We wondered whether activation of cultured adult cardiomyocytes reveals similarities with remodeling of myocytes in patients with end-stage heart failure. As mentioned before, cardiomyocytes are rod-shaped and radixin is mainly located at the area of the intercalated disc. Human serum albumin-treated cardiomyocytes round up at the ends within 5 days (1-day recovering time and 4-day treatment), and the typical pattern of radixin staining as well as typical cross-striations is lost but cells still maintain their rod-shaped phenotype (Figure 4(a); Con). Upon growth stimulation, radixin staining reveals various shapes of the area of the intercalated disc (Figure 4(a)). In serum-stimulated cells, the area of IDs appears wider (Figure 4(a); serum, yellow arrows) and radixin accumulates in longitudinal directions paralleling the axis of the cardiomyocyte (Figure 4(a); highlighted by the yellow circle, the long yellow arrow points to the corresponding magnified image). These patterns of radixin stains can also be found in the myocardium of patients with DCM (Figure 4(b), yellow arrows and yellow circle) indicating that these processes are evolutionary conserved. In contrast to serum, treatment with morphogens induces the formation of long thin extensions and knob-like spots at cell ends (Figure 4(a); Morpho, white arrows). These thin extensions and knob-like spots can also be observed in the human failing heart (Figure 4(b); white arrows). An overall cytoplasmic and membranous accumulation of radixin comparable to moesin in the diseased myocardium is also visible (Figure 4(c); yellow arrows) [21].

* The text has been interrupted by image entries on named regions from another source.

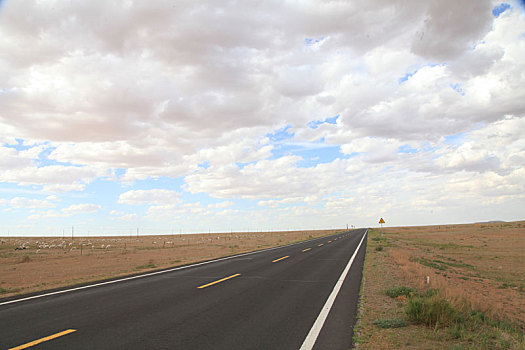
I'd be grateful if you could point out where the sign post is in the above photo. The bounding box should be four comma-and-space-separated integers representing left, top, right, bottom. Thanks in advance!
379, 218, 385, 236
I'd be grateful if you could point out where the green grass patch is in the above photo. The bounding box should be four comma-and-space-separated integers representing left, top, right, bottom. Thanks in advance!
408, 256, 447, 271
372, 317, 407, 328
386, 286, 416, 298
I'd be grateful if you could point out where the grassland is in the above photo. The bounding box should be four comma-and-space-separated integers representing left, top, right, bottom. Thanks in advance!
0, 230, 340, 298
355, 222, 525, 349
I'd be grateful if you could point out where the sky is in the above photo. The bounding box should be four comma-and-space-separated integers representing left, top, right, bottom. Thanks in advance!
0, 0, 525, 236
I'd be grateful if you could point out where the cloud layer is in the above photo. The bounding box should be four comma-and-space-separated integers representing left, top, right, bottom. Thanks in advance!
0, 0, 525, 235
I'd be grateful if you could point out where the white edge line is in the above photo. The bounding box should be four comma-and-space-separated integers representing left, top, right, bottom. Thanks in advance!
300, 229, 368, 350
0, 230, 356, 306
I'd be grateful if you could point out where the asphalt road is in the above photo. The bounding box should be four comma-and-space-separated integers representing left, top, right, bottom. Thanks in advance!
0, 229, 366, 349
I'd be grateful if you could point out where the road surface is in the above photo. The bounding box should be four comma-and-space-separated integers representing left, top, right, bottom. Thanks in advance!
0, 229, 366, 349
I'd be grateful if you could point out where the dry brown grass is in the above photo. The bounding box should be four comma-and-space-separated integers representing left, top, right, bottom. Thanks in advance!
385, 222, 525, 323
355, 222, 525, 349
0, 230, 338, 297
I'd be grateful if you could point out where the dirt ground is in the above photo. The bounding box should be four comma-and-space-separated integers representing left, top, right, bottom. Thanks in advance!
384, 221, 525, 323
0, 230, 341, 298
355, 221, 525, 349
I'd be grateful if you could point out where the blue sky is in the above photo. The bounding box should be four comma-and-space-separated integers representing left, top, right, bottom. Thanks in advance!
0, 0, 525, 236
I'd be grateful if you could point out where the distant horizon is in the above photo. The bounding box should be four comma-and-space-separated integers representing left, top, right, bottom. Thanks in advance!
0, 219, 525, 239
0, 0, 525, 236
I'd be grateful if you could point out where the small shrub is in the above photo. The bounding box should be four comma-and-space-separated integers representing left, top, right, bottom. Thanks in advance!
386, 286, 416, 298
372, 318, 407, 328
406, 295, 462, 327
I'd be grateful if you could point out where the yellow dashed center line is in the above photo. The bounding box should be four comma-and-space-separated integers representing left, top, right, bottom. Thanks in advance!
9, 329, 77, 350
272, 255, 289, 262
197, 273, 241, 289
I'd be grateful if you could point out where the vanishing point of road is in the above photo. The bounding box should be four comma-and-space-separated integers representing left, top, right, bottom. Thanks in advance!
0, 229, 367, 349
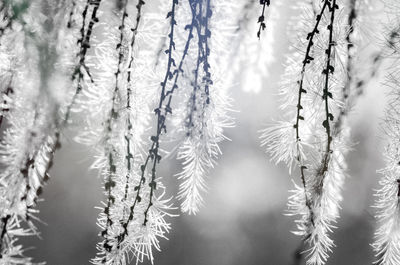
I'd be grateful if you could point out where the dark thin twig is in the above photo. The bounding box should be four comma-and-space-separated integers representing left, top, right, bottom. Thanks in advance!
257, 0, 270, 39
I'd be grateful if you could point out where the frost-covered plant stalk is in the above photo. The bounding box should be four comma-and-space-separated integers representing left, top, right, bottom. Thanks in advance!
0, 1, 71, 264
372, 3, 400, 265
175, 0, 232, 214
257, 0, 271, 39
262, 0, 360, 265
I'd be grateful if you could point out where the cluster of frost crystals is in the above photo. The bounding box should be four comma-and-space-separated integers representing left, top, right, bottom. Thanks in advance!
372, 1, 400, 265
72, 1, 175, 264
0, 1, 69, 264
261, 1, 360, 265
172, 0, 240, 214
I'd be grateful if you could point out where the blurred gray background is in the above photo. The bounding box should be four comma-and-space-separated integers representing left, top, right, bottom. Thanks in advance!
22, 1, 385, 265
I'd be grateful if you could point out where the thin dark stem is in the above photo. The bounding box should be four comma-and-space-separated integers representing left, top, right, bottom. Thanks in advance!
118, 0, 181, 242
102, 0, 128, 256
0, 81, 14, 128
317, 0, 339, 194
257, 0, 270, 39
293, 1, 328, 220
64, 0, 101, 125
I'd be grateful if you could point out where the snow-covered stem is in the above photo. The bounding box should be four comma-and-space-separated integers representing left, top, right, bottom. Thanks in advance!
372, 1, 400, 265
257, 0, 271, 39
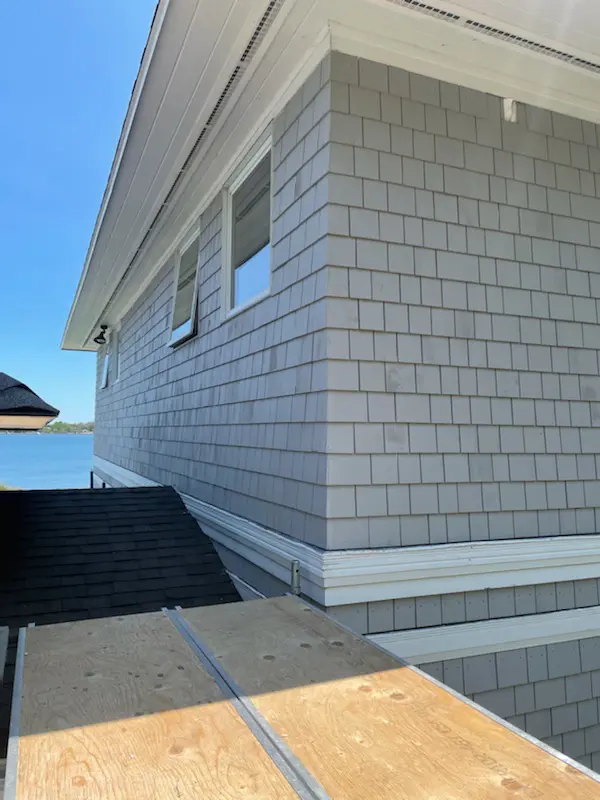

A further marker of cardiomyocyte remodeling is α-actinin-1 (Actn1). It is not expressed in cardiomyocytes of the normal adult myocardium (Figure 5(a); CON), but this nonmuscle α-actinin can be detected in long thin extensions of myocytes in the failing heart (Figure 5(b); yellow arrows). Furthermore, disruption of IDs is especially observed in areas of the myocardium with disturbed cell-cell contacts. The reexpression of the nonmuscle α-actinin-1 as well as the presence of sarcomeric α-actinin might stabilize these thin newly formed extensions. Another nonmuscle α-actinin, Actn4, is expressed and located at the area of the intercalated disc as well as in its extensions (Figure 6(a); small yellow arrows in HF and a long yellow arrow pointing to the magnification in a yellow rectangle).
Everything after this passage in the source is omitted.